Deputato della Consulta nazionale
Durata mandato25 settembre 1945 –
24 giugno 1946

Dati generali
Partito politicoUnione Nazionale delle Forze Liberali e Democratiche
Titolo di studiolaurea
UniversitàIstituto Cesare Alfieri
ProfessioneDiplomatico

Giovanni Maria Visconti Venosta (Milano, 11 luglio 1887Berna, 14 novembre 1947) è stato un diplomatico, politico e nobile italiano.

Biografia[modifica | modifica wikitesto]

Figlio di Emilio Visconti Venosta - diplomatico e politico italiano, più volte ministro degli esteri, senatore del Regno d'Italia - e di Luisa Alfieri di Sostegno (1852-1920), pronipote di Camillo Benso, conte di Cavour, fu l’ultimo dei discendenti Benso ad avere il diritto a fregiarsi del titolo di marchese, concesso la prima volta nel 1649 a Michele Antonio Benso da Carlo Emanuele II di Savoia contro un pagamento di 20.000 lire d'argento[1].

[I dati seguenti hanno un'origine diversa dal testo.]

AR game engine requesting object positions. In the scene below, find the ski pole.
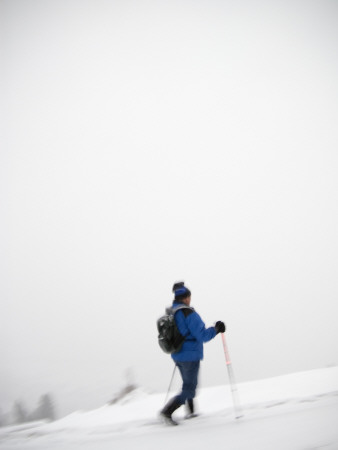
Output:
[220,333,243,419]
[164,364,177,405]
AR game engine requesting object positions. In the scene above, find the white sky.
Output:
[0,0,338,413]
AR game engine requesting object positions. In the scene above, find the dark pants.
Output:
[176,361,200,405]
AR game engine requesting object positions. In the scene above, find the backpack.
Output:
[157,306,194,353]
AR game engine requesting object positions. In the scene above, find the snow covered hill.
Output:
[0,367,338,450]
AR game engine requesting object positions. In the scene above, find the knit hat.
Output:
[173,281,191,301]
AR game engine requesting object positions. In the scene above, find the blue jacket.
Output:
[171,302,216,361]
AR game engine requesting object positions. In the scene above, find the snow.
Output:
[0,367,338,450]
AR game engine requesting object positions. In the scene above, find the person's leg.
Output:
[177,361,200,405]
[161,361,200,425]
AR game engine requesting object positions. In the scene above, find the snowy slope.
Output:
[0,367,338,450]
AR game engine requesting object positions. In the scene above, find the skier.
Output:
[160,282,225,425]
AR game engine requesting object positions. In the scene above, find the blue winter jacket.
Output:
[171,302,216,361]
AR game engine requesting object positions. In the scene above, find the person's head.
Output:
[173,281,191,305]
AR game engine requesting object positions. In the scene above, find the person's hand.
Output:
[215,320,226,334]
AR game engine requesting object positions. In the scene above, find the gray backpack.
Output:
[157,305,194,353]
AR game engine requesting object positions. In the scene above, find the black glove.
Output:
[215,320,226,334]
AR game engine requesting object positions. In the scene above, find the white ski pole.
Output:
[221,333,243,419]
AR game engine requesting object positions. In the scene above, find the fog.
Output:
[0,0,338,415]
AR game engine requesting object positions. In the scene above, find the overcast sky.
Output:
[0,0,338,420]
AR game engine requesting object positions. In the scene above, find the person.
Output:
[160,282,226,425]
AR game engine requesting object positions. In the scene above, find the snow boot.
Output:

Ereditò alla morte dei fratelli (Paola, Carlo, Francesco, Enrico) tutti i titoli della famiglia: marchese di Cavour, marchese di Breglio, marchese di Sostegno, marchese di Ca' del Bosco, cavaliere d'onore e di devozione del Sovrano militare ordine di Malta, marchese di Avigliana, conte di Isolabella e signore di Valdichiesa[2]. Nel 1904 conseguì il diploma al Liceo ginnasio “Massimo d’Azeglio” di Torino e nel 1909 la laurea all’Istituto di Scienze Sociali “Cesare Alfieri” di Firenze[3].

Il 18 ottobre 1924, a Torino, sposò la marchesa Margherita Pallavicino Mossi (1898-1982), madrina della regina Paola del Belgio[4][5]. Morì il 14 novembre 1947 a Berna, dove si era recato per un intervento piuttosto semplice al setto nasale. Per sua espressa volontà fu sepolto a Grosio, dove già riposavano il padre e la madre[6].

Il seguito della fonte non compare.